I soldi delle due città avevano un contenuto d’argento diverso e quindi un valore diverso. Infatti il governo bolognese aveva sempre difeso la moneta argentea della sua zecca, riducendo al minimo le periodiche ed inevitabili svalutazioni, pertanto il contenuto d’argento del soldo bolognese era sempre stato uno dei maggiori tra le zecche italiane. Invece il soldo battuto dalla zecca di Roma, che era inizialmente chiamato bolognino, nel corso del XV secolo si svalutò più rapidamente del soldo bolognese e modificò il proprio nome in baiocco.
Come conseguenza la nuova moneta fatta battere a Bologna dal pontefice Giulio II corrispondeva a 10 baiocchi ma valeva solo 7 bolognini (= 42 quattrini). Di solito a questo nominale veniva attribuito il nome del pontefice regnante (giulio, leone, paolo, gregorio, sisto)61.
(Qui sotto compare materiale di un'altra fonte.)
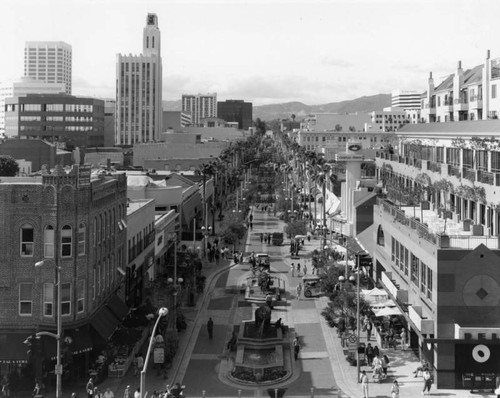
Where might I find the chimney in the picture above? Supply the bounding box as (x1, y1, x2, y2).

Tabella 3 – Valore del giulio (chiamato anche leone, paolo, gregorio o sisto, in ragione del nome del pontefice regnante) espresso in soldi bolognesi ed in quattrini.
1508 | 7 | = q. 42 |
1519 | 7 | = q. 42 |
1535 | 6.8 | = q. 40 |
1550 | 7 | = q. 42 (?) |
1551 | 6.8 | = q. 40 |
1563 | 6.8 | = q. 40 |
1574 | 7.4 | = q. 44 |
Prima del 152462 vennero anche emesse delle monete del valore di mezzo giulio che erano chiamate grossi bolognesi (fig. 3, M)63. Il CNI, come molti altri autori, chiama erroneamente queste monete con il nome di carlini. In realtà il termine carlino è specifico della moneta da 5 bolognini. Il 28/6/1577, sotto il pontificato di Gregorio XIII il senato autorizzò l’emissione dei multipli da trenta baiocchi (testoni) che erano chiamati piastre bolognesi da 3 gregori64.
La classe delle gabelle
Nel 1551 alle due classi monetarie del bolognino e del giulio se ne aggiunse una terza, quella delle gabelle (fig. 4, B). Una gabella valeva 26 quattrini, cioè 4 soldi e 4 denari65. Vi era un sottomultiplo, la mezza gabella, e dei multipli, il mezzo gabellone da 13 soldi, il gabellone da 26 soldi (fig. 4, C) e la rarissima moneta da tre gabelloni (= 78 soldi) (fig. 4, D)66.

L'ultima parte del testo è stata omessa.